François Gravel
Le deuxième verre
Montréal, Druide, coll. « Reliefs », 2022, 160 p.,
19,95 $.
Jusqu’à plus soif
Qui se souvient de La note de
passage, premier roman de François Gravel paru en 1985? Je suis sûr que
nous sommes nombreux, car, non seulement cette histoire s’arrêtait sur une certaine
image du cégépien, mais elle y parvenait dans un registre littéraire se jouant
des préjugés populaires. L’auteur avait donc bien fait de s’inspirer de ses
habiletés professionnelles – professeur d’économie au cégep Saint-Jean-sur-Richelieu
– et de prendre le temps nécessaire à peaufiner un premier livre, ce qui a
instillé sa passion d’écrire.
Dieu sait qu’il en a écrit des pages à succès pour la jeunesse et pour les adultes depuis ce temps! Il me suffit de regarder dans le rétroviseur de mes chroniques pour conclure que le diable d’homme n’a pas ménagé ses imaginaires.
Il nous arrive avec un récit
intitulé Le deuxième verre. Le récit est une forme narrative comme le
roman, mais, selon Lexique des termes littéraires, « il présente
les événements pour eux-mêmes, excluant autant que possible l’interférence de
toute ambition narrative. » Pour faire image, je dirais que le récit est
au roman ce que la photo est à la vidéo, l’image fixe et le mouvement.
Le deuxième verre pose un
regard attentif à l’alcoolisme génétique, le mal du verre vide qu’il faut
emplir sans arrêt, car jusqu’à plus soif est impossible.
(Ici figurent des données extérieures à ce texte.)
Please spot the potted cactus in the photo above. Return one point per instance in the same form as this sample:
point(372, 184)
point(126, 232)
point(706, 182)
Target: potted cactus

Le narrateur, c’est l’écrivain
lui-même qui se fait observateur critique de sa vie familiale sous le règne d’un
père alcoolique. Nulle condamnation, rien de revancheur dans son propos, mais une
suite d’images, une vingtaine en tout, dont l’objectif est braqué sur des
événements, nombreux, qui ont jalonné sa vie d’enfant, d’adolescent, de jeune
adulte et qui ont influencé son existence.
L’écrivain est né en 1951,
dois-je préciser afin de mettre en perspective l’époque dont il trace la fresque
d’un univers « imbibé » de certains hommes. Nous ne sommes pas non
plus dans l’analyse sociologique, sinon pour situer le rôle que l’alcool a joué
sur la société québécoise urbaine d’après-guerre et de comprendre le panneau de
direction menant tout droit aux tavernes. Ce lieu maudit de l’Église et des sociétés
de tempérance était réservé aux hommes comme les parties de pêche ou de chasse
d’alors.
La description qu’en fait François
Gravel n’a rien d’exagéré. Pour avoir travaillé au cours de deux étés pour une
grande brasserie québécoise, je vous assure que faire une livraison, tôt le
lundi matin, dans une taverne était comme entrer dans la caverne puante d’un Neandertal.
Mais la soif d’un alcoolique n’a pas d’odorat.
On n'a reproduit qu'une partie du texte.